Via Dave Farber’s Interesting People, a brief New Scientist article outlines Sony’s continuing obsession with restricting and controlling its customers (the last one didn’t go too well):
“A patent filed by Sony last week suggests it may once again be considering preventing consumers making “too many” back-up copies of its CDs…
Sony’s latest idea is to place a piece of monitoring hardware inside the CD. Its patent suggests embedding a radio-frequency ID chip that could be interrogated wirelessly by a PC or CD player. The chip would record the number of times the disc was copied and prevent further recordings once it reached the limit. The device could also be fitted to DVDs. Whether Sony will turn the patent idea into reality remains to be seen.”

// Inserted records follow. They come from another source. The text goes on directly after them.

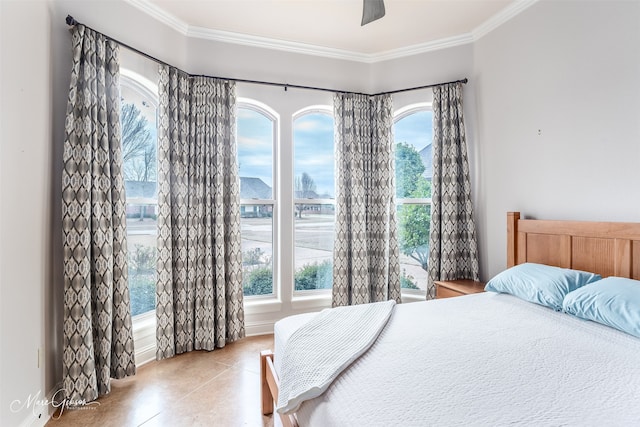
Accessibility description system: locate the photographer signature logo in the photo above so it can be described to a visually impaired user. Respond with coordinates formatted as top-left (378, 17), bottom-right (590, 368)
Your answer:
top-left (9, 388), bottom-right (100, 419)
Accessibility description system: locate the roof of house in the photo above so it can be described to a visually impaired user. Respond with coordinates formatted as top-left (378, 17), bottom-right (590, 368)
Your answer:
top-left (124, 181), bottom-right (158, 199)
top-left (240, 176), bottom-right (272, 199)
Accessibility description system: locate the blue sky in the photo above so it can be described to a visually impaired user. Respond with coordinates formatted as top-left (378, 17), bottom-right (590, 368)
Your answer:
top-left (393, 111), bottom-right (433, 152)
top-left (238, 108), bottom-right (433, 197)
top-left (237, 108), bottom-right (273, 188)
top-left (293, 113), bottom-right (335, 197)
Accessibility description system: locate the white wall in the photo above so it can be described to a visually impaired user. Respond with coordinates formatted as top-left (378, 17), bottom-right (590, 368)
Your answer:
top-left (0, 0), bottom-right (640, 425)
top-left (471, 1), bottom-right (640, 278)
top-left (0, 1), bottom-right (52, 426)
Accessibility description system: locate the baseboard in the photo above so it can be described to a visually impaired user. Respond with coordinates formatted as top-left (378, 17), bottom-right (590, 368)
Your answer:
top-left (244, 321), bottom-right (275, 337)
top-left (136, 344), bottom-right (156, 368)
top-left (19, 383), bottom-right (62, 427)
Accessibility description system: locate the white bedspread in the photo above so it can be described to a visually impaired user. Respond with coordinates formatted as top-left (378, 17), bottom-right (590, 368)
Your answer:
top-left (288, 293), bottom-right (640, 427)
top-left (277, 301), bottom-right (395, 414)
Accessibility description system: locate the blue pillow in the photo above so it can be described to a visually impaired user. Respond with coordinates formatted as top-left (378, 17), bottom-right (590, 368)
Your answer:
top-left (562, 277), bottom-right (640, 338)
top-left (484, 263), bottom-right (602, 311)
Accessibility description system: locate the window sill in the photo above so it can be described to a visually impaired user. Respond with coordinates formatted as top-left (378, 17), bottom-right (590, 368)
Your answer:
top-left (401, 292), bottom-right (426, 304)
top-left (244, 296), bottom-right (282, 314)
top-left (131, 310), bottom-right (156, 366)
top-left (291, 291), bottom-right (331, 310)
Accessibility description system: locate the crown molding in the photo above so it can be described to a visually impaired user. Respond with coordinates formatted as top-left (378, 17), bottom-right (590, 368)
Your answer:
top-left (125, 0), bottom-right (539, 64)
top-left (471, 0), bottom-right (539, 41)
top-left (125, 0), bottom-right (189, 36)
top-left (185, 25), bottom-right (371, 62)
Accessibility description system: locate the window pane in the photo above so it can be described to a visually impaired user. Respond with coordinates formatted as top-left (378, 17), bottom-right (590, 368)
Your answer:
top-left (240, 204), bottom-right (273, 296)
top-left (293, 112), bottom-right (335, 291)
top-left (237, 108), bottom-right (274, 195)
top-left (394, 111), bottom-right (433, 198)
top-left (127, 207), bottom-right (158, 316)
top-left (398, 204), bottom-right (431, 291)
top-left (293, 113), bottom-right (335, 199)
top-left (294, 203), bottom-right (335, 291)
top-left (120, 79), bottom-right (158, 316)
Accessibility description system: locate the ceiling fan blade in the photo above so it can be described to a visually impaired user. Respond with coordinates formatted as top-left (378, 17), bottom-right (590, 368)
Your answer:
top-left (360, 0), bottom-right (385, 26)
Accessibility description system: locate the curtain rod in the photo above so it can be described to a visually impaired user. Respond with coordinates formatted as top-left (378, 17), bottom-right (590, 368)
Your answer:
top-left (65, 15), bottom-right (468, 96)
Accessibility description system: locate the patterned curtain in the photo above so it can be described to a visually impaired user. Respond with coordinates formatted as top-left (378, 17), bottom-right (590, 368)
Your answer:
top-left (156, 66), bottom-right (245, 360)
top-left (333, 94), bottom-right (400, 307)
top-left (62, 25), bottom-right (136, 401)
top-left (427, 83), bottom-right (480, 299)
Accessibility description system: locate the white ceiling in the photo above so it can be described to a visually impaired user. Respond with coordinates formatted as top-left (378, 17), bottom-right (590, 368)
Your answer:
top-left (127, 0), bottom-right (536, 61)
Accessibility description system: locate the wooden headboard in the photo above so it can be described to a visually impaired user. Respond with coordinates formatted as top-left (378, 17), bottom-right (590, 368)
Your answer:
top-left (507, 212), bottom-right (640, 279)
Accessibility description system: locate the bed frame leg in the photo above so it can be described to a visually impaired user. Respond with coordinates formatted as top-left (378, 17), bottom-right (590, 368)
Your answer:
top-left (260, 350), bottom-right (273, 415)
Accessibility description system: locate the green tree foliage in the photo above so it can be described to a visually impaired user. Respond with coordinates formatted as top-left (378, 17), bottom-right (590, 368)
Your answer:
top-left (396, 142), bottom-right (428, 198)
top-left (400, 270), bottom-right (420, 290)
top-left (294, 260), bottom-right (333, 291)
top-left (293, 172), bottom-right (316, 218)
top-left (242, 267), bottom-right (273, 296)
top-left (396, 142), bottom-right (431, 270)
top-left (128, 245), bottom-right (157, 316)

Of course this will require new CD players and CD-ROM drives with the ability to read, write to and act on the signal from the RFID chip – which means its impact may not be very significant.
It’s not clear whether the “permitted” copies have to be made onto “chipped” Sony-authorised discs (otherwise the technology seems rather pointless, as people will just make copies of the un-protected copies instead of repeated copies of the original) – if this is the case, then is this not just a sly “razor blade model” or “PRM” (in Ed Felten’s phrase) attempt to make Sony CD-writers require the purchase of Sony chipped blank CDs in order to copy music?
And would this break the Orange Book standard for CD-Rs?